Maman Rose, ça fait 7 ans que je suis chez elle ; je suis arrivée quand je ne marchais pas encore. Elle m’a tout appris, à bien tomber, à me relever sans pleurer, à tendre les bras vers elle quand je me croyais perdue, quand j’avais l’impression que la petite allée du jardin faisait un kilomètre de long et que je n’arriverais jamais au bout.

Elle m’a appris à ne plus avoir peur la nuit, à m’endormir sans pleurer, sans crier dans le noir. Elle a chassé le grand troupeau de mes cauchemars.

Elle m’a appris à ne plus avoir peur des aboiements de Bouboule, à éviter les griffes de Félix, ainsi que les gros sabots de Marguerite.

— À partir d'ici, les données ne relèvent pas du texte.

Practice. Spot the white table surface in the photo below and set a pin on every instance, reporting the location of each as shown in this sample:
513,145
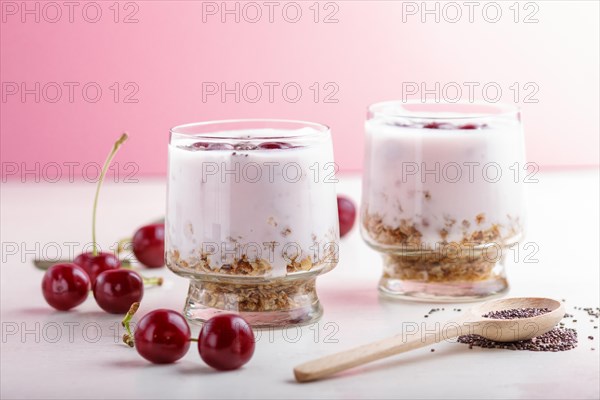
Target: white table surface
563,222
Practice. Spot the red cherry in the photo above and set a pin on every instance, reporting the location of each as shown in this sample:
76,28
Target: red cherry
274,145
149,245
162,336
226,342
346,214
94,265
115,290
220,146
65,286
432,125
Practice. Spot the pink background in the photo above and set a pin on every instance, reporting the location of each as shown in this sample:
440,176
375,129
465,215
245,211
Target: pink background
368,54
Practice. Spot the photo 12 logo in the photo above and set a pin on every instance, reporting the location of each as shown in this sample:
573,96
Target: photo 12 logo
69,92
454,92
270,92
253,12
470,11
53,12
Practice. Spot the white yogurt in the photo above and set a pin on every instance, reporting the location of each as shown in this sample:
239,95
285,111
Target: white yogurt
435,176
272,204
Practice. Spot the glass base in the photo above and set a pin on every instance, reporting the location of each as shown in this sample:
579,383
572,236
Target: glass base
429,277
274,304
443,292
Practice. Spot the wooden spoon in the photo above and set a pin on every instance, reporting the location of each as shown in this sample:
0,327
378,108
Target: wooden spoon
471,322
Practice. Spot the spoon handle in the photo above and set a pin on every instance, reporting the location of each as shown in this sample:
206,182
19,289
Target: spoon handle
331,364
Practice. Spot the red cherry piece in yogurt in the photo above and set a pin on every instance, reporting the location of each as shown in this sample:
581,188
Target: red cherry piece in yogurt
274,145
220,146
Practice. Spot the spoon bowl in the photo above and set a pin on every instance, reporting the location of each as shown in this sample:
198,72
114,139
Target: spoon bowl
471,322
512,330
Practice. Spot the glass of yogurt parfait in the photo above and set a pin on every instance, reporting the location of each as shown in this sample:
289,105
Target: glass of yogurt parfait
442,197
252,218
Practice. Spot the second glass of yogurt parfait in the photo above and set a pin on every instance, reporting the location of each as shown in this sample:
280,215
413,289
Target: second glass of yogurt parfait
252,218
442,197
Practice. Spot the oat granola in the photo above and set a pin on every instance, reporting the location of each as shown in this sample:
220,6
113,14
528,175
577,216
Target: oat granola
276,296
443,261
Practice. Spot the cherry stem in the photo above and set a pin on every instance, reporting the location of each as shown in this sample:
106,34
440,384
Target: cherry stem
111,155
153,281
123,245
128,337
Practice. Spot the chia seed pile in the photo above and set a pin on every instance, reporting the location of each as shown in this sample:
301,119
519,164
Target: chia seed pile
516,313
557,339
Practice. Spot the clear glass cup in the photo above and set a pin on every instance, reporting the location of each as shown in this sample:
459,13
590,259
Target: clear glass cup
443,198
252,218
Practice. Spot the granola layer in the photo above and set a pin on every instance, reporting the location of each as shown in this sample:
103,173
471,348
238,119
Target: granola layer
277,296
443,261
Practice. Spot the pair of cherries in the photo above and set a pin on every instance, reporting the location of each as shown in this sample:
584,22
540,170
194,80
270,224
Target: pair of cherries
67,285
163,336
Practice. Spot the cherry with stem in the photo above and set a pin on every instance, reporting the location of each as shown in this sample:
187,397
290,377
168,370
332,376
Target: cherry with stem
96,262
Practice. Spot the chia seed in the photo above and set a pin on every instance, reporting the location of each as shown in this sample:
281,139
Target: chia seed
516,313
558,339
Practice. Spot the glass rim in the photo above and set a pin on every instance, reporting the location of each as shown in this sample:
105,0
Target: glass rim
318,128
378,109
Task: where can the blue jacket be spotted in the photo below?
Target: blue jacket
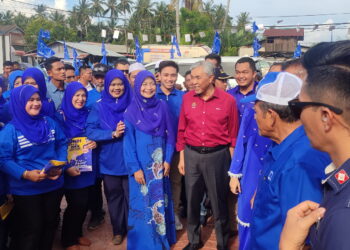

Elle m’a appris surtout à ne plus craindre papa Jules, avec sa grosse voix et sa grosse moustache de campagnard. Souviens-toi, dit maman Rose, comme tu avais peur quand il claquait la porte, et lui qui ne comprenait pas pourquoi. Jules est un bon papa, a-t-elle dit encore,  tu ne dois plus jamais trembler devant lui.

Au bout de six mois, je me suis habituée. Je ne sursautais plus quand il criait après les bêtes ou jurait quand il avait égaré sa fourche. Et bien sûr, maman Rose était là pour me consoler.

Parfois, une dame très jeune, bien habillée, venait me rendre visite, elle me prenait sur ses genoux et m’offrait un paquet de bonbons. « il faudra être gentille avec la dame », disait maman Rose avant chacune de ses visites. Puis elle m’embrassait et repartait comme elle était venue. Maman Rose n’a jamais voulu me donner son nom.

Ils vont venir me chercher à huit heures. Je ne veux pas partir, ai-je dit à maman Rose, tu es ma maman, je n’en veux pas une autre. Maman Rose mer assure :  tu reviendras, c’est juste le temps que je me remette, ma petite Claire. Non, je ne reviendrai pas, je le sais, les enfants qui sont partis avant moi ne sont jamais revenus . Mais si ! Mais non !

Je crie, je hurle, je griffe les bras de papa Jules appelé à la rescousse

Je m’étouffe à force de pleurer. Tu sais, dit Maman Rose, j’ai tout fait pour te garder, mais la loi…Je me fous de la loi, moi, je veux rester chez toi, rien que chez toi.

Mon cœur explose dans ma poitrine, j’essaie de ne plus pleurer, mais impossible, les sanglots sortent de moi par saccades. Maman Rose détourne la tête et fait mine de se moucher dans son grand tablier à carreaux.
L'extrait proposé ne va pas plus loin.